Introduction

One of the central themes of this book is how reducing the size of semiconductor structures down to mesoscopic and smaller scales brings the quantum wave nature of electrons into play, resulting in electronic and optical properties which are markedly different from those of bulk semiconductors. Chapters 6–10 describe how these properties can be exploited in device applications. But one of the key challenges facing physicists and engineers is how to make devices operate at room temperature. The main obstacle to achieving this goal is the unavoidable presence of phonons, the quantum vibrations of atoms making up a solid, and their ability to scatter electrons.
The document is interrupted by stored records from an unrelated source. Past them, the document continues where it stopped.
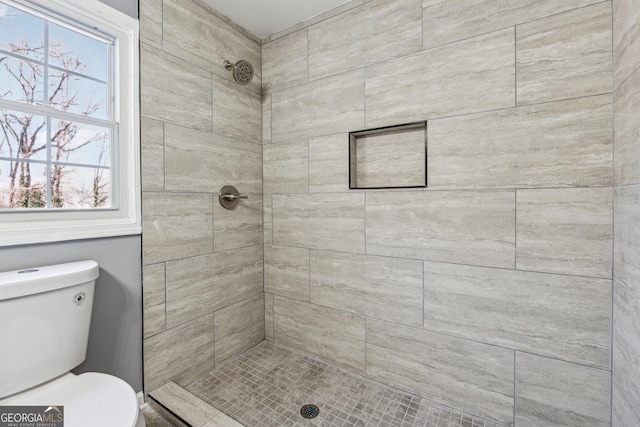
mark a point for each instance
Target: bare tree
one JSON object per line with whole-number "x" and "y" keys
{"x": 20, "y": 131}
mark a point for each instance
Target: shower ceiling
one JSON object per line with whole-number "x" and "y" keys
{"x": 264, "y": 18}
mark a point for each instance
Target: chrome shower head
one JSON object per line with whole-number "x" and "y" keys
{"x": 242, "y": 71}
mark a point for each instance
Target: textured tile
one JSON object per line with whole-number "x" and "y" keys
{"x": 566, "y": 231}
{"x": 239, "y": 327}
{"x": 266, "y": 117}
{"x": 564, "y": 317}
{"x": 209, "y": 42}
{"x": 554, "y": 393}
{"x": 380, "y": 287}
{"x": 174, "y": 91}
{"x": 626, "y": 236}
{"x": 268, "y": 317}
{"x": 323, "y": 107}
{"x": 626, "y": 364}
{"x": 564, "y": 56}
{"x": 237, "y": 228}
{"x": 328, "y": 164}
{"x": 449, "y": 21}
{"x": 153, "y": 297}
{"x": 462, "y": 227}
{"x": 626, "y": 39}
{"x": 152, "y": 141}
{"x": 286, "y": 167}
{"x": 284, "y": 61}
{"x": 395, "y": 158}
{"x": 626, "y": 153}
{"x": 286, "y": 271}
{"x": 151, "y": 22}
{"x": 176, "y": 226}
{"x": 201, "y": 285}
{"x": 559, "y": 144}
{"x": 185, "y": 404}
{"x": 204, "y": 162}
{"x": 237, "y": 111}
{"x": 321, "y": 221}
{"x": 180, "y": 354}
{"x": 349, "y": 40}
{"x": 471, "y": 376}
{"x": 332, "y": 336}
{"x": 273, "y": 383}
{"x": 465, "y": 77}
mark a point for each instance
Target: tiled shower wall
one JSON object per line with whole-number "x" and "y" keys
{"x": 202, "y": 264}
{"x": 491, "y": 290}
{"x": 626, "y": 312}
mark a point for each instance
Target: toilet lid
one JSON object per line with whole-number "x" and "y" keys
{"x": 89, "y": 399}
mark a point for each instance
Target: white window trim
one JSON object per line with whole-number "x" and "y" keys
{"x": 19, "y": 228}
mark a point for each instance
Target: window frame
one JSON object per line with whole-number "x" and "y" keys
{"x": 124, "y": 218}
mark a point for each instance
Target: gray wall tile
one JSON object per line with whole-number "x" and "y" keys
{"x": 626, "y": 145}
{"x": 511, "y": 309}
{"x": 463, "y": 227}
{"x": 194, "y": 34}
{"x": 626, "y": 236}
{"x": 449, "y": 21}
{"x": 626, "y": 39}
{"x": 201, "y": 285}
{"x": 239, "y": 327}
{"x": 267, "y": 215}
{"x": 176, "y": 226}
{"x": 321, "y": 221}
{"x": 626, "y": 364}
{"x": 380, "y": 287}
{"x": 286, "y": 167}
{"x": 152, "y": 142}
{"x": 349, "y": 40}
{"x": 237, "y": 111}
{"x": 551, "y": 393}
{"x": 469, "y": 76}
{"x": 151, "y": 22}
{"x": 333, "y": 336}
{"x": 286, "y": 271}
{"x": 329, "y": 164}
{"x": 564, "y": 56}
{"x": 204, "y": 162}
{"x": 558, "y": 144}
{"x": 566, "y": 231}
{"x": 153, "y": 298}
{"x": 180, "y": 354}
{"x": 268, "y": 317}
{"x": 284, "y": 61}
{"x": 239, "y": 227}
{"x": 474, "y": 377}
{"x": 322, "y": 107}
{"x": 173, "y": 90}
Phonons would thus appear to occupy an uncomfortable position in the study of low-dimensional structures, with an understanding of their properties required solely for the purpose of finding ways to reduce their interaction with electrons. As we shall see in this chapter, however, the physics of phonons in low-dimensional structures is sufficiently fundamental and non-trivial to be of interest in its own right. Just as for electrons, phonons can be confined within heterostructures and we would like to know how the dynamics of low-dimensional phonons differs from that of bulk phonons. We would also like to understand the effects of dimensionality on the electron–phonon interaction and hence such electron transport properties as the phonon-scattering-limited mobility.

In fact, finding ways to reduce the electron–phonon interaction is not the only reason for investigating phonons in low-dimensional structures.